IVIM imaging does not rely on tracer delivery, which makes it a potential candidate for measuring slow or delayed perfusion such as in white matter. Unfortunately, our data showed substantial errors and variability in the IVIM-derived perfusion indexes in white matter. In particular, D* can be overestimated by 300 % along with low precision (coefficient of variation ~60 %); f is relatively accurate (~10 % error), but its variability is still large (coefficient of variation ~50 %). A potential application to take advantage of this tracer-free feature might be f measurement in tumours with blood-brain-barrier disruption in which case contrast agent leaks into interstitial space, leading to complex interplay between T1 and T2* effects. CBVDSC measured under such a circumstance has been known to be subject to error unless the T1 effect can be removed or corrected for [34].

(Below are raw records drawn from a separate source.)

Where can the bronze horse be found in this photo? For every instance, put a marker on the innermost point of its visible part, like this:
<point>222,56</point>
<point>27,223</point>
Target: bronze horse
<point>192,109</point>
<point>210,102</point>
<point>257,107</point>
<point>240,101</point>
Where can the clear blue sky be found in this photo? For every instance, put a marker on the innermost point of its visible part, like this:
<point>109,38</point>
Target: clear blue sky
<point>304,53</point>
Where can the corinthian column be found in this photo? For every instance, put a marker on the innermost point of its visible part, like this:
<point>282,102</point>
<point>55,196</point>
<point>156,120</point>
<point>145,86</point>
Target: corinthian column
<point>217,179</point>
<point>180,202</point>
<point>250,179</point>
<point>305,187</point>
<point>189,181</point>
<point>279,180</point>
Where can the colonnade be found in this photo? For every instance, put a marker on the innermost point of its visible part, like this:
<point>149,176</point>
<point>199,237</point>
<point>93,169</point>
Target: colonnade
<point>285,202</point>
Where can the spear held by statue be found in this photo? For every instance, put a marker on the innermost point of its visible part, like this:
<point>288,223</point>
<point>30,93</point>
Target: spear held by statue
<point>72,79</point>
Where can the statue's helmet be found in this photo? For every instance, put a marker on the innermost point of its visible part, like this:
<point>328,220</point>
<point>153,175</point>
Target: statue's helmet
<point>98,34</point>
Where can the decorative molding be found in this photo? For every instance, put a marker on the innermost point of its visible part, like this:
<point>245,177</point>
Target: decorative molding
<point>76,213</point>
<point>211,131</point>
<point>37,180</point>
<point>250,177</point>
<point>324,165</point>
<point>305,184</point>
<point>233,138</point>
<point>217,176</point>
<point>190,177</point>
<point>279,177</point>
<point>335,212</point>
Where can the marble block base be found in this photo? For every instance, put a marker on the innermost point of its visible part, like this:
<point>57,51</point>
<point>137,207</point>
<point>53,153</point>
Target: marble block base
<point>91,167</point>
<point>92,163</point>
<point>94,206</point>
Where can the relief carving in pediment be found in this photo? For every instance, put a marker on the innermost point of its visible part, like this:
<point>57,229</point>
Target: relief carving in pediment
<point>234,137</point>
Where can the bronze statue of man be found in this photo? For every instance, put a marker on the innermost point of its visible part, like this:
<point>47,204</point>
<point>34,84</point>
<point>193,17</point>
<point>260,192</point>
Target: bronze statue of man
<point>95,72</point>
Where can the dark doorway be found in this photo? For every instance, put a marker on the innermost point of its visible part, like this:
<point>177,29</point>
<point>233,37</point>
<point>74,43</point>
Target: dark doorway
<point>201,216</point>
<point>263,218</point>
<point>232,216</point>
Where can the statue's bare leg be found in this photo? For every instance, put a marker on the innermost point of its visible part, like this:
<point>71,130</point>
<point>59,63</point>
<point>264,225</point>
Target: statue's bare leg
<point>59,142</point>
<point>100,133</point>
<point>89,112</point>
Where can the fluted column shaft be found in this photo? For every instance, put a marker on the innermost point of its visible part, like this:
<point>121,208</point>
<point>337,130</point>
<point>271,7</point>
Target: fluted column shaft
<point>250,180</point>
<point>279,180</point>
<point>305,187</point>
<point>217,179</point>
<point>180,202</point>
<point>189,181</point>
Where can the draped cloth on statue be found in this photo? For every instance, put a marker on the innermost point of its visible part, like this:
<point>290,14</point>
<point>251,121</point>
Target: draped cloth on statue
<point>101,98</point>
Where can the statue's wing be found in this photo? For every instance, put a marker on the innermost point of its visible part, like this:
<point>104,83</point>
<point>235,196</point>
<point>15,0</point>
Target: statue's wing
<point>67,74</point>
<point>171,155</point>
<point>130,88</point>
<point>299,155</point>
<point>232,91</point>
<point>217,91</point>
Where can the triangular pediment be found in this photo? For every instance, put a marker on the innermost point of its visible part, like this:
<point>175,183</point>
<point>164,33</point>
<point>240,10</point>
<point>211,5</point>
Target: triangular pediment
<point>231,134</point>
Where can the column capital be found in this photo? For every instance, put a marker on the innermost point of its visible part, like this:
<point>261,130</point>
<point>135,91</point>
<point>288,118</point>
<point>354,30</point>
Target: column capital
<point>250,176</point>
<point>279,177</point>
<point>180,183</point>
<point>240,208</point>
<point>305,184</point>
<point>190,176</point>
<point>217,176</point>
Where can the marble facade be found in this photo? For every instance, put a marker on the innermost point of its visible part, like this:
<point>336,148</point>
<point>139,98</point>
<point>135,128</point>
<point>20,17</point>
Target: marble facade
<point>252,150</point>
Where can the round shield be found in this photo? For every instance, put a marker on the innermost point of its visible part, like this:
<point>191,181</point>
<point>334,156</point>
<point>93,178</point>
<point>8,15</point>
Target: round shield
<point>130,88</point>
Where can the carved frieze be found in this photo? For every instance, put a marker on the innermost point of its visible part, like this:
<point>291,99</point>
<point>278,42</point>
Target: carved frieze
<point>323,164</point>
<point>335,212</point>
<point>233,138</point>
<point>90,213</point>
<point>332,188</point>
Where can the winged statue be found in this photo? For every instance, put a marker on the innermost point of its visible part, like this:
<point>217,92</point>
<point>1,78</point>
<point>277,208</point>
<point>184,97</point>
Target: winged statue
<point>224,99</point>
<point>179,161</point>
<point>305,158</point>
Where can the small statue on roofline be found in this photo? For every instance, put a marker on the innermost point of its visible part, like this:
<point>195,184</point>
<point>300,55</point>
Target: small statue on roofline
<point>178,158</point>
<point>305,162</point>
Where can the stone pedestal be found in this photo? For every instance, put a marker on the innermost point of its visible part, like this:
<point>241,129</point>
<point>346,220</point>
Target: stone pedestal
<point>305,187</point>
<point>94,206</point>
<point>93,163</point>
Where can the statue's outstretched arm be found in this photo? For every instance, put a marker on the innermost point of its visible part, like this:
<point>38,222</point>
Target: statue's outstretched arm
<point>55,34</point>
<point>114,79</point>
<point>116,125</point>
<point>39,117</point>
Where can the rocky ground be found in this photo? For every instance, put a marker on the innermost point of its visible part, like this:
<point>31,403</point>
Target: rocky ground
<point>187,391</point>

There are a few limitations in this study. First, the data presented are based on healthy volunteers in their 20s and 30s. Nevertheless, our results provide quantitative assessment that helps parameter adjustment for IVIM imaging. Second, we did not convert f and D* to CBV and CBF quantities. The purpose of this study is to evaluate the robustness of IVIM-derived perfusion indexes. According to [28], the calculation of CBV and CBF primarily relies on f and D*, whose precision and accuracy can be inferred from our data. Third, in our fitting we did not consider non-Gaussian diffusion [35] that can be characterized by including a diffusion kurtosis coefficient to Eq. (1). Given that the kurtosis term contributes at high b-values (usually beyond 1,000 s/mm2), our IVIM imaging was based on relatively low b-values and should not include notable kurtosis effect. The suitability of our model fitting without the kurtosis term can also be revealed by the high percentage of voxels where R2 is above 0.9 with the IVIM model (~95 % in gray matter and ~85 % in white matter). The expense of using the extended model is adding an additional degree of freedom to the nonlinear least-squares fitting that is already SNR demanding. It is noteworthy that in addition to kurtosis, non-Gaussian diffusion has also been investigated with two-exponential model (slow vs. fast diffusing compartments or intra- vs. extra-cellular compartments) [36, 37] and stretched exponential model (multiple compartments and thus continuous distribution of diffusion coefficients) [38].

In summary, we have numerically and experimentally assessed the robustness of IVIM imaging in measuring cerebral perfusion indexes. A minimum SNRb1000 of 30 is recommended such that reliable f can be obtained as a noninvasive measure of cerebral blood volume. However, D* has limited robustness and should be interpreted with caution.